In my last post, I wrote about the extensive alterations I had to do on a new dress I was making. I’ve been sewing for years, so it truly shocked me that my measurements were completely off and the resulting dress was so much larger than I thought it would be. I believe all of this was because of my issue with phantom weight.

I call it phantom weight because even though it no longer exists, sometimes I still have trouble seeing myself without it. It’s a very strange experience. For example, last summer I saw my image on a security camera and I literally had to wave my arm to convince myself that it was actually me.

Now, I know that your happiness doesn’t depend on your size. And I know – at least intellectually – that you should accept yourself at any weight. I’d like to say I was just as happy and confident when I was heavier, but that would be a lie. I wasn’t completely unhappy, but I had a lot of anxiety around my body and missed quite a few social engagements because I couldn’t find anything that I felt good in.

I never stopped to think about how much my weight loss would affect my sewing. For years, I’ve been adding to my “Sewing List” board on Pinterest, but recently I realized that I spent much of my sewing life wanting to make clothes that would not suit my body.

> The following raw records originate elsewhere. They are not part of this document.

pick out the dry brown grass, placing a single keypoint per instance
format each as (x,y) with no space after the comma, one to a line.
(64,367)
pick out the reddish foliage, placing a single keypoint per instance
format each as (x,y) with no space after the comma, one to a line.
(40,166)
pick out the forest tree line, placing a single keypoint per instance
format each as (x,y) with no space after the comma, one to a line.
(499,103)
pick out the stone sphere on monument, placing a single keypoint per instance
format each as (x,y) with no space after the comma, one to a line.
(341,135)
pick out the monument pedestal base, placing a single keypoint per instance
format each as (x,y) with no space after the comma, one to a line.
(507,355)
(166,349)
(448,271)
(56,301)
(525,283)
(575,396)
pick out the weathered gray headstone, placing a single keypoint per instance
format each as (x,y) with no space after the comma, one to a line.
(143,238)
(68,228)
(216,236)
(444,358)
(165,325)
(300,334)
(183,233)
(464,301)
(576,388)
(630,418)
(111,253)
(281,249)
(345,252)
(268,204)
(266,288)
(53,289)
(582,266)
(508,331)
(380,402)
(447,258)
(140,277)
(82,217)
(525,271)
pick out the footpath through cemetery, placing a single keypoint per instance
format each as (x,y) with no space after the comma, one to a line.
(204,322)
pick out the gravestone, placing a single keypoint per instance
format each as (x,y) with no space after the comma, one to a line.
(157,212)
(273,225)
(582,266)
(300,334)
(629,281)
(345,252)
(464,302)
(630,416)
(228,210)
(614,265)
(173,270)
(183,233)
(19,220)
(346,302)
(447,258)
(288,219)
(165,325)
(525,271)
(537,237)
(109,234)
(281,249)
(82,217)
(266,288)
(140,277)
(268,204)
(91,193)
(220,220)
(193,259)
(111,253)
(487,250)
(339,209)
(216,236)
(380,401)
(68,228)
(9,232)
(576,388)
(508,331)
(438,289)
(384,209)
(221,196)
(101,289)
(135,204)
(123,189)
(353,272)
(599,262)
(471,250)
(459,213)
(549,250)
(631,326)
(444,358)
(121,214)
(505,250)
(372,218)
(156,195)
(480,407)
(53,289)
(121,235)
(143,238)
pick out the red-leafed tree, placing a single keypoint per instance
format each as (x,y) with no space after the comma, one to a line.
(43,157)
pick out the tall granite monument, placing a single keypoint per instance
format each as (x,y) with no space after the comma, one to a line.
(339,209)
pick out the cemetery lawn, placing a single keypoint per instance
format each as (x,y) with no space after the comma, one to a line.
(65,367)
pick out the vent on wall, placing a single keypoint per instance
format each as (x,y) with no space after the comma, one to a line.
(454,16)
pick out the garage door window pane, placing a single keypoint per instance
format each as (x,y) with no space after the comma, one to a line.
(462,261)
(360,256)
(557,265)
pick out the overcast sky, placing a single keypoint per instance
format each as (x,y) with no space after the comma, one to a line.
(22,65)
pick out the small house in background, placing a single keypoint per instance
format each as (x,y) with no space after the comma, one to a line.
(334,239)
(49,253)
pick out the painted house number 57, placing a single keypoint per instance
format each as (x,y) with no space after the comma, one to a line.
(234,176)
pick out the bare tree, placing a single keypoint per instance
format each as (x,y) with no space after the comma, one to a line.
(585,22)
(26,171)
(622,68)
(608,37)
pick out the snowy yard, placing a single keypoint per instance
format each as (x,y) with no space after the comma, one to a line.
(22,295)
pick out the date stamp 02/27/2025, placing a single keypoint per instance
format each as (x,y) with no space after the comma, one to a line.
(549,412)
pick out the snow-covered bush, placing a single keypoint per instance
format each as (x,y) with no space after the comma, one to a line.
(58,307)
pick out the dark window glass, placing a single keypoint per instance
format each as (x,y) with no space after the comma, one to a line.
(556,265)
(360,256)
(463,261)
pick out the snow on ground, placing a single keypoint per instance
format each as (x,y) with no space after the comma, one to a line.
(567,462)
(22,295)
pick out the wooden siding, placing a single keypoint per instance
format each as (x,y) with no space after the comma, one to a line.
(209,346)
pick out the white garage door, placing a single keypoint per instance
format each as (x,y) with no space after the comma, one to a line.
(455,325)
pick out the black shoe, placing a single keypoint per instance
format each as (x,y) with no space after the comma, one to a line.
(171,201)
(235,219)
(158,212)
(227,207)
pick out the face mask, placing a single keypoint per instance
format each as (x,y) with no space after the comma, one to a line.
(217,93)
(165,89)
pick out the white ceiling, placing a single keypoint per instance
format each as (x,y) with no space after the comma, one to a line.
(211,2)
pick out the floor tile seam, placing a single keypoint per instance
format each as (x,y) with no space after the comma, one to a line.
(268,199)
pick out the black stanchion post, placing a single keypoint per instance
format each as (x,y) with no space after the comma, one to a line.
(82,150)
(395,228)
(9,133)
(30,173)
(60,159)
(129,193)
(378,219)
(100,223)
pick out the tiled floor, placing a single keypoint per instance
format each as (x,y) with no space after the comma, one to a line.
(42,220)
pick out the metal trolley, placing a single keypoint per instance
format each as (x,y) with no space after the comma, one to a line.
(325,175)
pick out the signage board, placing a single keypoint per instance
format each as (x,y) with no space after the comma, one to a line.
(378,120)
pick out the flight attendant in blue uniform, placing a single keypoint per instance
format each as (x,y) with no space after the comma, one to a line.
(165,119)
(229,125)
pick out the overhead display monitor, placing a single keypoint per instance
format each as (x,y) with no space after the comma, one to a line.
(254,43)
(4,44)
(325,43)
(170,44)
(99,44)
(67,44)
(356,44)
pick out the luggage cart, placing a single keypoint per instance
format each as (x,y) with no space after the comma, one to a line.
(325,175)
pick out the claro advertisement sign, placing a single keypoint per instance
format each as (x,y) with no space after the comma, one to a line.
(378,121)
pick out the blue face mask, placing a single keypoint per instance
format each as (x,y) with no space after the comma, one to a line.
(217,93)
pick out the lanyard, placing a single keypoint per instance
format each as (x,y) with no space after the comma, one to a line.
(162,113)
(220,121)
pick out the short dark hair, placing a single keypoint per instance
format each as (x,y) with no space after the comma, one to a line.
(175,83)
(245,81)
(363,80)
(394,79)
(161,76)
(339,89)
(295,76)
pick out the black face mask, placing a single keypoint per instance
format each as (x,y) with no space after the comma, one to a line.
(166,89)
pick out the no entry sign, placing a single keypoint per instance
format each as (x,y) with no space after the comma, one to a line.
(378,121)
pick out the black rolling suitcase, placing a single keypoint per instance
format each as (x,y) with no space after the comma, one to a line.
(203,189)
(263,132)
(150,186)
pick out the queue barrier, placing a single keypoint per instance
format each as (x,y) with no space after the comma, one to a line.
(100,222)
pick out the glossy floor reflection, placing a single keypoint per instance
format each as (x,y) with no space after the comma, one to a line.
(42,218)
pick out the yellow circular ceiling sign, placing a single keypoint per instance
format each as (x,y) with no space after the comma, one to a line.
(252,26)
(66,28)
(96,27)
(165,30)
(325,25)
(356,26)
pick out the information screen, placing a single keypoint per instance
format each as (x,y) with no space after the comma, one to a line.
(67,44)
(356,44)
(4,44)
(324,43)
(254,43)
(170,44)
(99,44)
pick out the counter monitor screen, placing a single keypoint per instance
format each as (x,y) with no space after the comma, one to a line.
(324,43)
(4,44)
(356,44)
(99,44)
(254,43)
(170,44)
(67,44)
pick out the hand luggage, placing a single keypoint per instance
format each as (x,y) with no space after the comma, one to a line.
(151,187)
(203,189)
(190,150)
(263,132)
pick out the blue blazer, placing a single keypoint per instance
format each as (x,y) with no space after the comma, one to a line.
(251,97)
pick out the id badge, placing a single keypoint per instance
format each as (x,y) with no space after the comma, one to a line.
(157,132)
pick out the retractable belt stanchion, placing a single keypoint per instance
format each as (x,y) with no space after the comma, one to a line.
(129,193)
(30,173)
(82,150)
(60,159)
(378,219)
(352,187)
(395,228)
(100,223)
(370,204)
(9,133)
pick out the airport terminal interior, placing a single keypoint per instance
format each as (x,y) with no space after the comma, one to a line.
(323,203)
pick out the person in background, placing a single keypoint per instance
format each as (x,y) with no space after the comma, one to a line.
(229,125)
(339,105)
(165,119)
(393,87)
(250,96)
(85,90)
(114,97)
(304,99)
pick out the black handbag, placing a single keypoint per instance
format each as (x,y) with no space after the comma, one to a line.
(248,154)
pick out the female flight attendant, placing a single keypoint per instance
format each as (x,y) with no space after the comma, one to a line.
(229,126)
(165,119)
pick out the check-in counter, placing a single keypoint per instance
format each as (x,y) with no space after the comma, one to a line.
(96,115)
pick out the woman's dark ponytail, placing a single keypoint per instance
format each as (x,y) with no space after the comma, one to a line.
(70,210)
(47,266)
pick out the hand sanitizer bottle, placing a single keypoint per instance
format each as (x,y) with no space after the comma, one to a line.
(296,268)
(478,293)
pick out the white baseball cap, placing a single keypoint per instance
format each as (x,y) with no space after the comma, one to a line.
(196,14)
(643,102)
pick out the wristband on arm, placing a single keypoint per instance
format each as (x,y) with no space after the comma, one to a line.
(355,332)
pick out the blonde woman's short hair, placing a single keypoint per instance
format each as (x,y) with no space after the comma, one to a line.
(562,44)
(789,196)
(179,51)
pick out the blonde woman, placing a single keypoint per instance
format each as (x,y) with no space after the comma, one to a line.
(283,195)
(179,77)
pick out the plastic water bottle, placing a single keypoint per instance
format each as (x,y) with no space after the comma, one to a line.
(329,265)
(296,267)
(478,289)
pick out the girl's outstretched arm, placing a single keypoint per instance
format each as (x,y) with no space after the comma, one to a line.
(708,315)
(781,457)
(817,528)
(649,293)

Like many others in our media saturated society, I was seduced by images of women who weren’t built like me. As the years went by, I sewed for myself less and less because I couldn’t comfortably wear the types of clothes I wanted. Instead of trying to find things that did suit me, I gave up and rarely put any effort into making myself look nice. Worse, I tried to convince myself that I didn’t care and that wanting to look good was somehow superficial. In my heart though, I knew how important it was to me and it made me sad to know how much I’d let myself down by not adorning my body. On the few occasions I braved the stores to go shopping, I was in hell. Anyone who’s been to the “plus size” (I hate that term btw) section knows what I’m talking about.

So, one of the intentions I set for this year is to be more polished and that includes making clothes while I’m continue to get to my goal weight. In the past, I thought that if I made clothes for my larger size, I might not be as motivated to lose weight. I now know that’s completely illogical and I could’ve been well-dressed all along. Live and learn I guess.

All these thoughts came to the surface as I stood in front of the mirror in my baggy dress wondering why it’s so hard for my mind to accept that my body is different now. I’m glad I had this experience because it brought some of my blind spots to my attention and that’s always a good thing. While my mind is catching up, I’ll be making new things I can wear right now – but first, I’m going to take a brand new set of measurements.